In 2019, another round of agreements, known as the Drought Contingency Plan, would dictate just how water would be cut from the lower basin states should the shortages at Mead reach those levels.

Mead reached the Tier 1 shortage last year, and that triggered total cuts of 512,000 acre-feet to Arizona, about 18% of its 2.8 MAF allocation. Nevada’s allocation of 300,000 acre-feet was cut by 13,000 or about 3.7%. Mexico’s 1.5 MAF allocation was reduced by 5% or about 75,000 acre-feet.

Tier 2 was what Touton announced Tuesday, as bureau estimates say Mead will drop to 1,048 feet, based on a 24-month study, by Jan. 1, 2023. That means a cut to Arizona of another 80,000 acre-feet , another 4,000 to Nevada and a 7% reduction to Mexico, or 105,000 acre-feet. The total reductions for Tier 1 and 2 are 721,000 acre-feet, with Arizona’s Central Arizona project shouldering almost all of Arizona’s largest cut of 592,000 acre-feet.

That cut is a far cry from the 2 to 4 MAF Touton insisted was needed to save Powell and Mead’s hydropower in a June 14 hearing before the U.S. Senate Natural Resources Committee. 

California, for now, has been spared cuts under the 2007 interim guidelines and the 2019 DCP, but under a Tier 3 shortage, the state would take less water from the guideline’s Intentionally Created Surplus (ICS) Program, which creates water credits in Mead through conservation measures and which could be reclaimed at some point in the future.

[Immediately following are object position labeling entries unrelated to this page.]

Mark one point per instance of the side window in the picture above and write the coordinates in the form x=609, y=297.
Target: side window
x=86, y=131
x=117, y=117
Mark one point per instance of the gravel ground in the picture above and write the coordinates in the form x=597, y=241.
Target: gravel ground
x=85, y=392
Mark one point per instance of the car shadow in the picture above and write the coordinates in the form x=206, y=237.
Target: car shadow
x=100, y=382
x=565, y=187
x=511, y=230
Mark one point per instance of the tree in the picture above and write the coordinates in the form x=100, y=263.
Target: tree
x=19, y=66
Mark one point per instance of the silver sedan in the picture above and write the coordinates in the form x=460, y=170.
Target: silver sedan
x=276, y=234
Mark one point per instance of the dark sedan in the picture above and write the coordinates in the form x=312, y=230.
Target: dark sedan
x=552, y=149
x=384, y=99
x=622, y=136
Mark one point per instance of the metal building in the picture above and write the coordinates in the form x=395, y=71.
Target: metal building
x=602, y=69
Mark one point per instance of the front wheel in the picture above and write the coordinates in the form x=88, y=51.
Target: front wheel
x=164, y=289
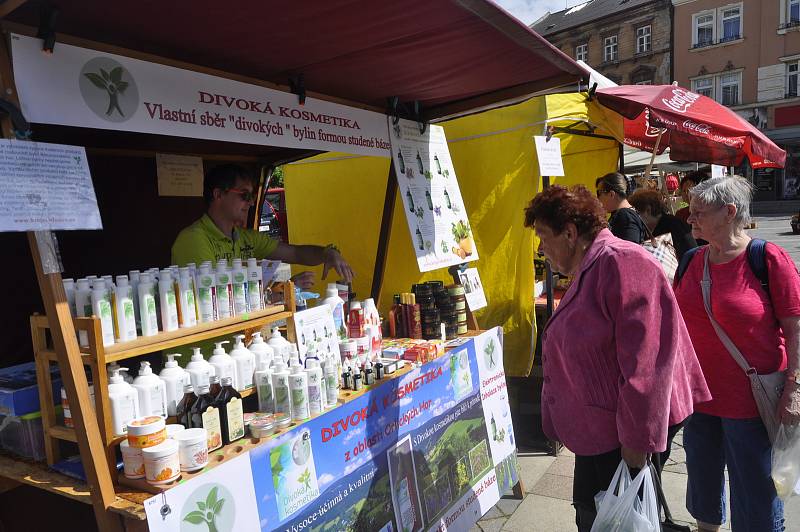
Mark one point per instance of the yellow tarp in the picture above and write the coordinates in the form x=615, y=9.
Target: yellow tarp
x=339, y=198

California is also part of a lower basin plan, known as 500+, signed last December, that would keep about a million acre-feet of water in Mead for the next two years through conservation measures and at a cost of $200 million, split between the states and the federal government.

The interim guidelines are in effect until Dec. 31, 2025 and are now the subject of negotiations among the upper and lower basin states.